Los mejillones en conserva son uno de esos alimentos que suelen pasar desapercibidos en la despensa y cuyo consumo suele estar más asociado al "picoteo" antes de comidas con amigos o familiares.
Sin embargo, estas simples latas esconden un alimento con una envidiable densidad nutricional: aporta proteínas de buena calidad, hierro, vitamina B12 y otros importantes micronutrientes como zinc y selenio.
De ahí que se haya popularizado la afirmación de que los mejillones pueden ayudar a "combatir la fatiga" y "favorecer la energía celular", como ha comentado en alguna ocasión el nutricionista Pablo Ojeda en su perfil de Instagram.
Aunque estas afirmaciones tienen cierta base fisiológica, conviene entender qué significa realmente y qué limitaciones pueden tener. Ningún alimento es mágico.
Mejillones en conserva: un alimento a tener en cuenta
Uno de los principales protagonistas en este caso es el hierro, un mineral imprescindible para fabricar hemoglobina y transportar oxígeno a los tejidos.
La Autoridad Europea de Seguridad Alimentaria (EFSA) reconoce precisamente que el hierro contribuye al metabolismo energético normal y a la reducción del cansancio y la fatiga.
Sin embargo, esto no significa que comer una lata de mejillones produzca inmediatamente un pico de energía; de hecho, el beneficio será relevante si existe un déficit o una ingesta insuficiente. Recordemos, eso sí, que el déficit puede aparecer antes de que exista anemia.
Una revisión publicada en la revista JAMA en 2025 nos recordó que las reservas bajas de hierro, incluso con concentraciones normales de hemoglobina y por tanto sin anemia, ya pueden desencadenar síntomas como cansancio, dificultad para concentrarse y peor tolerancia frente al ejercicio.

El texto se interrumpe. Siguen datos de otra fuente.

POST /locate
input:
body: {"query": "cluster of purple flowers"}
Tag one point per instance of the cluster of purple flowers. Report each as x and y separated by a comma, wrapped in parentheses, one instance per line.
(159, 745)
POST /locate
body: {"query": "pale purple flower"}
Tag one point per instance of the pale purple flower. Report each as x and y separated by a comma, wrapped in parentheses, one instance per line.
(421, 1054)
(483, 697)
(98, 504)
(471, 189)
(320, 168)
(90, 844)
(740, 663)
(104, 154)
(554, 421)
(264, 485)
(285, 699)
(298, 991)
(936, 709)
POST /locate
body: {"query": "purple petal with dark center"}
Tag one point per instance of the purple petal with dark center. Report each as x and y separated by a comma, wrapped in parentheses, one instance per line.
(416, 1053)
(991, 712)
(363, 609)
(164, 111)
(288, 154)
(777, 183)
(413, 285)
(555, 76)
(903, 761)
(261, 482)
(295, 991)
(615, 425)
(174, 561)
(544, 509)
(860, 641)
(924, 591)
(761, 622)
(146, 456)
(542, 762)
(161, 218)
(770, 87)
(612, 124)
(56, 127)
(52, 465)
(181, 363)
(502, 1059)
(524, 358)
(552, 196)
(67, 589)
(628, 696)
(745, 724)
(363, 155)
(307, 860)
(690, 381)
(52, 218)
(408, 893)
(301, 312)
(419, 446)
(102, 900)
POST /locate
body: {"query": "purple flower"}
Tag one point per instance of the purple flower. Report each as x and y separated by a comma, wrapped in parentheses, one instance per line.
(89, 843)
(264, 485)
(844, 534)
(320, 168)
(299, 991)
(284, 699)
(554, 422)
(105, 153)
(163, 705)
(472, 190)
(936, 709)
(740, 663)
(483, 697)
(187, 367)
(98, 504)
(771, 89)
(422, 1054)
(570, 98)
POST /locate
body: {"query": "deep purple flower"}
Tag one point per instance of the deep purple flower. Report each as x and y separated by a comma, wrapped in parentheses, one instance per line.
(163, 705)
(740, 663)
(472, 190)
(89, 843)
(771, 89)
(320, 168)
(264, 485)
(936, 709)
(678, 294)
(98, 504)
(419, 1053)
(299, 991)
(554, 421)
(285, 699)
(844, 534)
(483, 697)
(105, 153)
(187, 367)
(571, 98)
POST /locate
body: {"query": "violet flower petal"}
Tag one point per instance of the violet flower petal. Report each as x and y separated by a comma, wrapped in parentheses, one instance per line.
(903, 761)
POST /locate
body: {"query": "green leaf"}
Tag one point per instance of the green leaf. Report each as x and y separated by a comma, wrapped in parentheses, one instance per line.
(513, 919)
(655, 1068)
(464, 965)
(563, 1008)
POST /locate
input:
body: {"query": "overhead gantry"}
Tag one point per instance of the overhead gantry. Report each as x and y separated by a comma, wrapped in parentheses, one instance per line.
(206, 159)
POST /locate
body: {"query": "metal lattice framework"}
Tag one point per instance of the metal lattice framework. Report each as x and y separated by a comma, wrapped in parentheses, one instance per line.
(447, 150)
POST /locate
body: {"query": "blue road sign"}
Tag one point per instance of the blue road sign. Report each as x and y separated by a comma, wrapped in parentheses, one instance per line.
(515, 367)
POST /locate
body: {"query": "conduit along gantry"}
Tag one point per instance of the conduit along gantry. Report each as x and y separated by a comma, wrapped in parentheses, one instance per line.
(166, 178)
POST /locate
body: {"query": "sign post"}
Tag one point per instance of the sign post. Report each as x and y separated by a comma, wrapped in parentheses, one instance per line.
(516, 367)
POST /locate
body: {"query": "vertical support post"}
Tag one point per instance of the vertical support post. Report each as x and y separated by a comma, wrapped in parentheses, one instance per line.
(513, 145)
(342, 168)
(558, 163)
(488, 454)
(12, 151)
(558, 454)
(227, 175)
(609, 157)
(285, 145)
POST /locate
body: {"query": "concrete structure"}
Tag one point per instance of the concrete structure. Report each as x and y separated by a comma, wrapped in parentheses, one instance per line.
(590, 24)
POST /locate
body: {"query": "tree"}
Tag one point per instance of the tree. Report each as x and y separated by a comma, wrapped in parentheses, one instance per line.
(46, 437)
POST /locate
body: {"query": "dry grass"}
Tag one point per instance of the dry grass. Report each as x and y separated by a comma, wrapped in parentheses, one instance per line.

Esta diferencia es importante, dado que durante años se ha identificado el déficit de hierro con la anemia.
En este aspecto, otra revisión sistemática de ensayos clínicos encontró que corregir el déficit de hierro sin anemia reducía modestamente la sensación subjetiva de fatiga, aunque no producía mejoras claras en todas las mediciones objetivadas de capacidad física.
En estudios posteriores se ha sugerido algo similar, aunque la evidencia disponible no permite considerar que el hierro sea una solución universal contra el cansancio.
Por otro lado, los mejillones aportan otro micronutriente estrechamente relacionado con el cansancio: la vitamina B12.
Los moluscos en general se encuentran entre las mejores fuentes dietéticas de esta molécula; de hecho, un estudio sobre el consumo de mejillones en España sugirió que consumir una ración de unos 100 gramos podría cubrir totalmente las necesidades diarias de vitamina B12, además de aportar cantidades significativas de hierro, selenio y zinc.
Recordemos que la vitamina B12 participa en procesos fundamentales para el funcionamiento del organismo, incluyendo la formación normal de los glóbulos rojos.
Cuando existe un déficit de esta vitamina, también conocida como cobalamina, uno de los síntomas más característicos es el cansancio y la debilidad, además de poder llegar a sufrir la conocida anemia megaloblástica y, en casos más prolongados, alteraciones neurológicas.
Respecto al consumo de mejillones al natural o en lata, desde un punto de vista pragmático, la conserva tiene una gran ventaja: podemos disponer durante meses de un alimento rico en micronutrientes, económico y listo para consumir.
La composición exacta puede variar según la marca, el tamaño del mejillón y el líquido de cobertura, por lo que será necesario revisar su etiquetado siempre, prestando especial atención a su riqueza en sal.
En conclusión, si bien los mejillones en lata pueden considerarse una forma excelente de incorporar hierro y vitamina B12 a la dieta, es más correcto afirmar que contribuyen a prevenir déficits capaces de causar fatiga que considerarlos un "alimento energizante" como algunos comunicadores llegan a afirmar.
Si el cansancio persiste o nos llega a limitar en nuestro día a día, lo más adecuado será buscar una causa, más allá de pensar que una lata de mejillones podrá solucionarnos los síntomas.